Individual-level predictive models for management of postoperative pain
Flagship Program: Intelligent Decision Support to Improve Value and Efficiency
Opioids are a first-line treatment of pain following surgery, but this may be a gateway to opioid misuse and addiction. Over the past decade, opioid misuse and abuse has become a major epidemic crisis in the USA.
Most surgical patients receive opioids regardless of co-morbidities, prior opioid-related problems, or possible drug-drug interactions.
In addition, the success of treatment using opioids is likely to be a complex function of a variety of individual and societal level factors, which are currently not well understood.
This project will use linked claims data – sourced from a de-identified Medicaid (USA) dataset made available by HMS in conjunction with the Digital Health CRC – to gain a deep understanding of patterns of opioid use and prescription, and develop new insights into what constitutes successful treatment.
It will accomplish this utilising novel machine learning methods to extract interpretable patterns and associations in opioid prescribing and use.
Through the project, a PhD student embedded at Stanford University (and co-supervised by the University of Canberra) will work on research addressing the following aims:
- Allow the early identification, education/outreach and monitoring of patients who may be at risk of developing opioid dependency.
- Allow the identification of prescribers who are not necessarily fraudulent (pill mills) but show patterns of careless or outdated overprescribing, and thus contribute to patients’ opioid misuse disorders. Identification of these prescribers will allow educational outreach and the monitoring of providers who create excess risk.
- Use analytic modeling to determine the characteristics of successful treatment that can inform the development of evidence-based treatment regimens.
- Allow the early identification of patients with a history of opioid misuse disorders who have a period of abstinence but then relapse into a pattern of addiction. This will enable more focused outreach, education and monitoring for patients with higher risk.
The research undertaken will incorporate the following tasks:
- Understand the nature and trends of pain management following major elective surgery (including dental) – including defining, understanding and measuring the extent of opioid misuse and abuse in the population and across different sub-populations (eg. racial/ethnic categories, gender, and other social determinants for health whenever available). This includes understanding the use of alternative pain management strategies, multimodal regimes, and opioid use (including pre-, peri-, and post-operative use).

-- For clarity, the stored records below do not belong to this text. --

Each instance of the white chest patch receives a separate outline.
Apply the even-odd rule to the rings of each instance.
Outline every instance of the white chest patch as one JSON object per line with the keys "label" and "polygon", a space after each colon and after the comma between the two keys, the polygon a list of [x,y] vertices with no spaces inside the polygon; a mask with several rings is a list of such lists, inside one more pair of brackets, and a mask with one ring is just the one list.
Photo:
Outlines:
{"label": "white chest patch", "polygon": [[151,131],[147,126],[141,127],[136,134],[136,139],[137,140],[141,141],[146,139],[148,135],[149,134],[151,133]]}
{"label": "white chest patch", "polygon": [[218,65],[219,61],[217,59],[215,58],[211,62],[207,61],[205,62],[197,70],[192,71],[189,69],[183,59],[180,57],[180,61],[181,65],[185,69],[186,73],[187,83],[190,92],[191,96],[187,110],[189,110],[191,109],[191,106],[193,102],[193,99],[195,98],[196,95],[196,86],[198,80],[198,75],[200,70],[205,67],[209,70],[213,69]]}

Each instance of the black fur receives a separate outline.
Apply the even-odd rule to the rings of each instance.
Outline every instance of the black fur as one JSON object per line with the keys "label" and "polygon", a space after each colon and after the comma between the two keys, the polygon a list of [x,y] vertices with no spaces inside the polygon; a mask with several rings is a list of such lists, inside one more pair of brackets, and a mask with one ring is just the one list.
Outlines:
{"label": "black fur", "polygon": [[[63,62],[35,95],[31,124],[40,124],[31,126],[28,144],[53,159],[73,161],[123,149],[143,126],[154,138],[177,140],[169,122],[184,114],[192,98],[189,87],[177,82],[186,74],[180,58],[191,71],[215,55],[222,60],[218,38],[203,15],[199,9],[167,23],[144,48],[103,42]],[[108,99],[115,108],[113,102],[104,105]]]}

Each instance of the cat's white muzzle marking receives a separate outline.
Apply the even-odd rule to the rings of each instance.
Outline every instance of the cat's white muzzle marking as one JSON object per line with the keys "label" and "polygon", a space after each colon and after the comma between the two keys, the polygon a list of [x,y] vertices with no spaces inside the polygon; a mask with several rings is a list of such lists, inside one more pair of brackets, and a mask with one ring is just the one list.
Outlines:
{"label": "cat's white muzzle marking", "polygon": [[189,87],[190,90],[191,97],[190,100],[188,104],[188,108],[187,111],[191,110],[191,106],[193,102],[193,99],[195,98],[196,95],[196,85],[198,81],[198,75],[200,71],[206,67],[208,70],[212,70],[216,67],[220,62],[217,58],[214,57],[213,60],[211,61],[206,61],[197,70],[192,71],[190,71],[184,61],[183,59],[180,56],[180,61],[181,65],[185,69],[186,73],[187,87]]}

- Develop individual-level models to predict the risk of developing an adverse pain outcome. Outcomes of interest will include the first episode of opioid misuse, prolonged opioid use, opioid misuse/abuse, and 30-day readmissions. The models will include opioid tolerance, mental health status and other known associated patient and clinical risk factors.
- Develop personalised treatment regimens for postoperative pain management that yield higher quality of life outcomes. Using artificial intelligence technologies, the project team will identify the best pain management strategies for diverse patient populations.
- Develop predictive models for the identification of providers (via reviews of opioid prescribing claims) who have at-risk opioid prescribing patterns and may be creating excess risk for their patients, using machine learning methods to identify opioid prescribing patterns associated with opioid misuse.
This project is highly relevant to a range of stakeholders, both in Australia and overseas.
While the findings and the delivered machine learning tools will be specific to the Medicaid (USA) population, the methodology will be easily portable to the Australian setting.
This project will use linked claims data to gain a deep understanding of patterns of opioid use and prescription as well as developing new insights in what constitutes successful treatment.